A person could say that 'This K code has it's original, vin stamped motor' and technically be telling the truth, but the motor is missing nearly eight thousand dollars worth of parts, like the carb, fan, balancer, distributor, main bearing caps, etc... The 65 K codes had a unique set of motor mounts that don't look anything like the other 65 Mustang motor mounts, and they are very difficult to find, and extremely expensive when you do finally track down a set. And, just for fun, Ford made them very, very similar to the Fairlane motor mounts, but not identical, but it is extremely difficult to tell the K code mounts from the Fairlane mounts when they are bolted to the car, especially if they are all funky-looking and covered with dirt and grease and stuff.

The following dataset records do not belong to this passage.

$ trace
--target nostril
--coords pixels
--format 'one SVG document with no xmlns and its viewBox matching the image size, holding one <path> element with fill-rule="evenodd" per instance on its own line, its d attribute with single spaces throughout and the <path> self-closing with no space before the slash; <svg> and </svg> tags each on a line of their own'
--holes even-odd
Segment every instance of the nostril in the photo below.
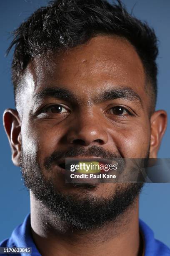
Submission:
<svg viewBox="0 0 170 256">
<path fill-rule="evenodd" d="M 74 140 L 74 141 L 72 141 L 72 143 L 76 145 L 82 145 L 83 146 L 85 146 L 86 145 L 85 141 L 80 139 Z"/>
<path fill-rule="evenodd" d="M 103 141 L 102 141 L 102 140 L 95 140 L 95 141 L 94 141 L 95 142 L 98 142 L 98 143 L 100 143 L 100 144 L 102 144 L 103 143 Z"/>
<path fill-rule="evenodd" d="M 61 168 L 62 168 L 63 169 L 65 169 L 65 163 L 63 163 L 62 164 L 60 164 L 58 165 Z"/>
</svg>

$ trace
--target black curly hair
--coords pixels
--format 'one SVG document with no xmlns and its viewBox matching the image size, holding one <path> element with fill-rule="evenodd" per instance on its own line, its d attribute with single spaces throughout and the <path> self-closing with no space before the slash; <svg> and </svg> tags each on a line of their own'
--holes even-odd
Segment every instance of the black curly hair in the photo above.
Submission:
<svg viewBox="0 0 170 256">
<path fill-rule="evenodd" d="M 85 44 L 98 34 L 115 35 L 135 47 L 151 85 L 152 105 L 157 94 L 158 54 L 153 29 L 130 14 L 120 0 L 56 0 L 38 9 L 12 32 L 15 46 L 12 77 L 16 95 L 31 58 Z"/>
</svg>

The bottom line is that, in order to accurately determine the fair market value of a 65/66 Mustang, someone that is thoroughly familiar with 65/66 Mustangs is going to have to have a look at the car in person. When someone asks me what a car is worth that I have never seen and don't know anyone that has, the only thing I can do is ask them to email the car to me and let have a look at it.

On a high dollar car, like a K code or a GT, there is no way to tell what a particular car is worth without having someone that knows exactly what to look for go and inspect the car in person.